Fig. 1 is an overall view of the heavy object loading device according to the first embodiment of the present invention, Fig. 2 is an enlarged view of the head of the heavy object loading device shown in Fig. 1, and Fig. 3 is the same as that shown in Fig. 2. −
4 is a view in the - direction of FIG. 2, FIG. 5 is a view in the - direction of FIG. 2, and FIG. 6 is a view in the direction of the - arrows in FIG.
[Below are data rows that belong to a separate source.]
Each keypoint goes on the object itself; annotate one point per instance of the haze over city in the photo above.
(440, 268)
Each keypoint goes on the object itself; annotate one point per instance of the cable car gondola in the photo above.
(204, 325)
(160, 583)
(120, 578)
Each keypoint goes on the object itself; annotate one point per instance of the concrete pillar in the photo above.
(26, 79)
FIG. 7 is an enlarged view of the head of the heavy object loading device according to the embodiment, and is a view taken along the - arrow in FIG. 1... Lifting mechanism, 2, 3... Slide mechanism, 4
... Rotation mechanism, 5, 6, 7 ... Slide member, 8
... Rotating table, 9 ... Pallet, 10 ... Hydraulic cylinder for lifting, 11 ... Nut runner, 2
5, 43... Motor (drive source), 26, 44...
Clutch, 27, 45...Pinion gear, 39,
60...Rack gear, 71...Slide plate, 72
...Cylinder, X...Engine assembly, Y
...Car body.

Claims (1)

[Scope of utility model registration request] A heavy object loading device having a sliding mechanism capable of moving a loaded object at least in the front-rear direction and left-right direction with respect to the loaded object, wherein the slide mechanism moves relative to the loaded object in the front-rear direction or left-right direction It is composed of at least a pair of slide members capable of slidingly displacing the slide member, and furthermore, of the pair of slide members, a rack gear extending in the sliding direction of one of the slide members meshes with the rack gear of the other slide member, and A pinion gear driven by a drive source is installed, and an appropriate power transmission is provided between the rack gear and the drive source, which acts to connect/disconnect the power transmission path between the rack gear and the drive source. A heavy object loading device characterized by being provided with a path disconnection mechanism.